Sunday 10 February 2008

Whiskerino Throwdoon

With Whiskerino near the end of its 120 days of beard growing, Ronnie organised the European Throwdown, held conveniently in Glasgow.

A good day out was had by all, beards, non-beards and beard lovers included. Some of the beards flew in from Germany, some flew back to Germany as soon as it ended, some drove from Yorkshire and back inside 18 hours.

I lifted the coveted Best Overall Beard medal, which you can just about see in that photo above. There was later some drunk talk of impeachment by the chairwoman of the judges, but the award now takes pride of place on the mantlepiece.

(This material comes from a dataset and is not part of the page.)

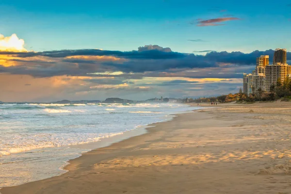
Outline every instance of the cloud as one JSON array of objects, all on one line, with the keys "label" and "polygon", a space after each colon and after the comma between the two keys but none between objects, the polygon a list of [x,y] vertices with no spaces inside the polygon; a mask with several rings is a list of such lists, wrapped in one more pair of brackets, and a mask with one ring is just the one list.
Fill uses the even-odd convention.
[{"label": "cloud", "polygon": [[202,40],[202,39],[190,39],[190,40],[187,40],[188,41],[192,41],[192,42],[207,42],[205,40]]},{"label": "cloud", "polygon": [[14,33],[11,36],[5,37],[0,34],[0,50],[6,51],[27,51],[24,47],[24,41],[18,38]]},{"label": "cloud", "polygon": [[208,19],[206,20],[200,20],[197,22],[197,26],[221,26],[225,24],[220,24],[219,23],[227,21],[238,20],[241,19],[238,17],[220,17],[214,19]]},{"label": "cloud", "polygon": [[200,50],[200,51],[195,51],[194,50],[193,52],[217,52],[215,50]]},{"label": "cloud", "polygon": [[163,48],[162,47],[160,47],[158,45],[146,45],[144,47],[140,47],[138,48],[138,51],[139,52],[150,50],[160,50],[163,52],[172,52],[171,48]]},{"label": "cloud", "polygon": [[[35,78],[58,76],[123,78],[123,81],[141,80],[147,76],[240,78],[240,74],[249,72],[255,65],[256,58],[263,53],[258,50],[249,53],[211,50],[194,51],[198,54],[207,53],[200,55],[157,49],[163,50],[164,48],[157,45],[146,46],[140,47],[140,51],[123,52],[92,49],[25,52],[2,51],[0,73],[29,75]],[[171,50],[169,48],[166,50]],[[264,51],[270,56],[270,61],[274,52],[271,49]],[[11,59],[1,61],[1,56]],[[5,64],[1,64],[3,62]],[[13,63],[9,65],[9,62]],[[195,72],[185,71],[189,70]]]}]

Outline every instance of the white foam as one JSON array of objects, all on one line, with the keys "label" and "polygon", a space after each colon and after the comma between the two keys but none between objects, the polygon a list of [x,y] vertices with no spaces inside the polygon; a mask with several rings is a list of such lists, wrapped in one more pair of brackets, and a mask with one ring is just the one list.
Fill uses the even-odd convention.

The contest still has another 19 days to run before we can start reaching for the razors. More photographs can be found at my Flickr page here and at Ronnie's page here.

Photo above courtesy of Graham.

Friday 8 February 2008

One Big Fat Mother of a Movie

You know a film is great when while you're watching it you're thinking about coming back to the cinema and watching it again. Juno is just that kind of film.

Ellen Page is outstanding in the lead role. She deserves every award she's up for. Michael Cera is of course also great, supplying a few of those great George-Michael looks of bafflement. The script is great, it's clever, funny and moving. The soundtrack too is charming, especially Cera and Page's duet on The Moldy Peaches' Anyone Else but You.

So in short, Juno is a cracking film that you need to see at least once. Down below is Micahel Cera and his Juno and Arrested Development co-star Jason Bateman promoting the film.

Tuesday 5 February 2008

"Oh my God! What is That?"

It's the kind of film I never thought they'd make again after 9/11 but make it they did and, perhaps surprisingly, Cloverfield is pretty good. It offers a real sense of danger and is genuinely scary in places. You see enough of the monster to get the idea, but not so much that it seems like Godzilla. Despite the warnings the camerawork didn't make me or anyone else that I could see sick.

Sunday 3 February 2008

Orny

Still on the subject of comedy, those of you who watched Jerry Seinfeld's documentary Comedian will be well aware of Orny Adams, the comic on his way up whose journey is juxtaposed with Seinfeld's in the film.

He of course comes off as a bit of a dick, although I always thought he seemed pretty funny. So putting the dickish behaviour to one side I purchased his debut DVD/CD The Path of Most Resistance. And the good news is it was very good.

He performs a tight, joke packed set that really hits the mark on several occasions. He also includes a 16 page booklet that quotes from Dostoefsky. The trailer is down below.

The Great Comedy Strike of '79

As the US Writers' Strike appears to be drawing to a close, Time Magazine has this article on the comedians' strike of 1979. This is an extract from a new book called Comedy at the Edge.